Pihaknya akan mengadakan kursus penyakit menular di sekolah kedokteran universitas untuk melatih spesialis penyakit menular dan membuat sistem di mana orang-orang itu memainkan peran sentral dalam penyakit menular, pengendalian penyakit dan perawatan medis penyakit menular.
"Kita harus melakukannya," kata Profesor Tateda.
Secara khusus, apa yang harus dilakukan?
"Misalnya, pemerintah harus memutuskan bahwa departemen penyakit menular harus dibuat di rumah sakit dengan 1.000 tempat tidur atau lebih. Jika spesialis penyakit menular berkonsultasi dengan pasien di departemen lain, rumah sakit akan dikenakan biaya medis dan pemerintah akan bayar."
"Jika ada mekanisme seperti itu, Anda dapat menyewa spesialis penyakit menular. Sebaliknya, ketika sesuatu terjadi, Anda akan diminta untuk mengambil tindakan terhadap penyakit menular tidak hanya di rumah sakit tetapi juga di sebuah daerah," jelasnya.
Keterlambatan dalam penelitian penyakit menular juga menyebabkan keterlambatan dalam pengembangan vaksin dan agen terapeutik.
"Universitas harus melakukannya, bukan hanya perusahaan farmasi," katanya.
Baca juga: Peta Sebaran 51.952 Kasus Corona di 34 Provinsi Indonesia: DKI Jakarta Sumbang 10.168 kasus
"Jika universitas memiliki departemen penyakit menular, profesor dan staf, dan sistem untuk melakukan penelitian, pendidikan, dan perawatan medis, tidak akan seperti saat ini," katanya.
Latar belakang adalah kurangnya perspektif tentang manajemen krisis dan keamanan.
"Amerika Serikat dan Eropa melanjutkan penelitian dengan mempertimbangkan bioterorisme yang disebabkan oleh virus antraks dan Ebola, dan menerapkan hasilnya pada vaksin mRNA, sehingga responsnya cepat.
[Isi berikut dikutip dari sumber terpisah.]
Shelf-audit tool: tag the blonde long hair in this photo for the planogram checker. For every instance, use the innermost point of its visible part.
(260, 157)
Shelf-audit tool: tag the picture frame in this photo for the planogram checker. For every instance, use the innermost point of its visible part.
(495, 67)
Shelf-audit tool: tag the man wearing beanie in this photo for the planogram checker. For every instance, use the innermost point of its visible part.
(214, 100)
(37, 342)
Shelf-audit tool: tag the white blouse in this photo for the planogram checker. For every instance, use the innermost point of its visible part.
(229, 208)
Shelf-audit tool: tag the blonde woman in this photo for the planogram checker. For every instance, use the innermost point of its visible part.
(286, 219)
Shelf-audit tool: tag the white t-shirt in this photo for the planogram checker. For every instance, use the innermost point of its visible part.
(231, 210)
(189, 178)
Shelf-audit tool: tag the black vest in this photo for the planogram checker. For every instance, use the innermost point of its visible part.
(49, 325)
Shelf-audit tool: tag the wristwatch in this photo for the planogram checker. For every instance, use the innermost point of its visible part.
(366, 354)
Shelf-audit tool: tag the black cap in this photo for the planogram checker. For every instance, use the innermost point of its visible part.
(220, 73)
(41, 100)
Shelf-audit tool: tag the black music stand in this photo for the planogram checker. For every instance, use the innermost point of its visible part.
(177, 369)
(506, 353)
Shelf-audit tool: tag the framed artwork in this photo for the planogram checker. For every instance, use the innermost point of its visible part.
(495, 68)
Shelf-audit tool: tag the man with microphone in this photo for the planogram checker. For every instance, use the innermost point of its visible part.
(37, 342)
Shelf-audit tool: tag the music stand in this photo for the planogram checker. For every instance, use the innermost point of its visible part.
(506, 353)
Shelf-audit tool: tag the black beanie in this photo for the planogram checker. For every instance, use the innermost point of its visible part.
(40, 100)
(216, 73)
Jepang belum berinvestasi dalam penelitian dan pengembangan. Ada perbedaan 10 tahun," jelasnya.
Akibatnya, Jepang harus bergantung pada vaksin luar negeri, dan vaksinasi menjadi tertunda.
"Sulit untuk tidak memiliki vaksin di negara sendiri. Amerika Serikat dan Inggris memberikan prioritas kepada rakyat mereka sendiri. Jepang membuat kesalahan dalam strateginya," kata Profesor Tateda.